İKİ YÜZ ON BEŞİNCİ GÜN

Gaius Arthur'un onu çağırdığı yerin Gwen'in evi olduğunu öğrenince hızla toparlandı. Zaten öğle olmuştu. Elyan şövalyelerle birlikte sarayda yaşıyordu. Gwen ise çok uzun zamandır Morgana'dan ayrılmıyordu, onun odasında kalıyordu.

Bu durum başta Uther'ın sinirden gözünü döndürmüştü, ancak Gaius onu sakinleştirmeyi başarmıştı. Eğer Gwen'e zarar gelirse, Merlin'den sonra Morgana'nın bir de kabuslarla uğraşırken aklını kaçıracağını söylemişti.

Uther Gaius'un umrunda bile değildi.
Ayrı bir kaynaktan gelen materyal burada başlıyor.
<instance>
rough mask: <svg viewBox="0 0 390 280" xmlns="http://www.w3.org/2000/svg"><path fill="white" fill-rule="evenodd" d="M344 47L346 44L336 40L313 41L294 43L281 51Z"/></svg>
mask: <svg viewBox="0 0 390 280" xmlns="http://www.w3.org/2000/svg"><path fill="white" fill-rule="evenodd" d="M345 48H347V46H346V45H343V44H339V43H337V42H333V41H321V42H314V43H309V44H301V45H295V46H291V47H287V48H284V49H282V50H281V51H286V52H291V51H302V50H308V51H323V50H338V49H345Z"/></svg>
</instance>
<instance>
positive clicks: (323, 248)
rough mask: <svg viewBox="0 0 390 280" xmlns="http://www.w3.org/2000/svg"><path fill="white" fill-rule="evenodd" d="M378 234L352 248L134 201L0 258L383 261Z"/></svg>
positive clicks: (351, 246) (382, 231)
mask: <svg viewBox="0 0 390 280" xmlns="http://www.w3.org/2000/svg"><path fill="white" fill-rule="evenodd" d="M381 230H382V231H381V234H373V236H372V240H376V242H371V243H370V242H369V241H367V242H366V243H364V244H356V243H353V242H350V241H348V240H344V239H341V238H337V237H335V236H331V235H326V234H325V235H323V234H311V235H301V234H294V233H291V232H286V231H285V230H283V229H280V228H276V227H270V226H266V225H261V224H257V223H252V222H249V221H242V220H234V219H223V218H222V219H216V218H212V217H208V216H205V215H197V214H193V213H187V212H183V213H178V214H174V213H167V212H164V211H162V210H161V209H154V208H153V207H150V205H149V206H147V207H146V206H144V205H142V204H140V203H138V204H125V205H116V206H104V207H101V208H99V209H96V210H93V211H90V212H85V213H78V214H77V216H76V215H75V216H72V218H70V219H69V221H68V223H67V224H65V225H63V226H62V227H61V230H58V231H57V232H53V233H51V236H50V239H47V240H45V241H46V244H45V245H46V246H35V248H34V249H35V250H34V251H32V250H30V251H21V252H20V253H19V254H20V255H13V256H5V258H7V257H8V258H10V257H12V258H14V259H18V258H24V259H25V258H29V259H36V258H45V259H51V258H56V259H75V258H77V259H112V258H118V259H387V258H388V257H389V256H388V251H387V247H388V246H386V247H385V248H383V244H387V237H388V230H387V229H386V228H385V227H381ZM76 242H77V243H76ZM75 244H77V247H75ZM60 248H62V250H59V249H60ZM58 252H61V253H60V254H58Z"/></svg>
O yüzden saklayacağına yemin ettiği büyük sırrı açıklamaktan çekinmiyordu artık. Hatta bunu yapmayı, Uther'dan Merlin için aldığı bir intikam gibi görüyordu. Bu hamlesi Arthur'un gelecekte kral olduğu zaman vereceği kararları tamamen etkileyecekti. Biliyordu ve bunu sorumluluğu olarak görüyordu.

Sanki bu iş Merlin'in ona verdiği bir emanetti. Bunu yapmalıydı, Merlin için.

Arthur öğrenmeliydi.

Saraydan gizlice çıktı ve aydınlık havada saklanarak Gwen'in evine doğru ilerlemeye başladı.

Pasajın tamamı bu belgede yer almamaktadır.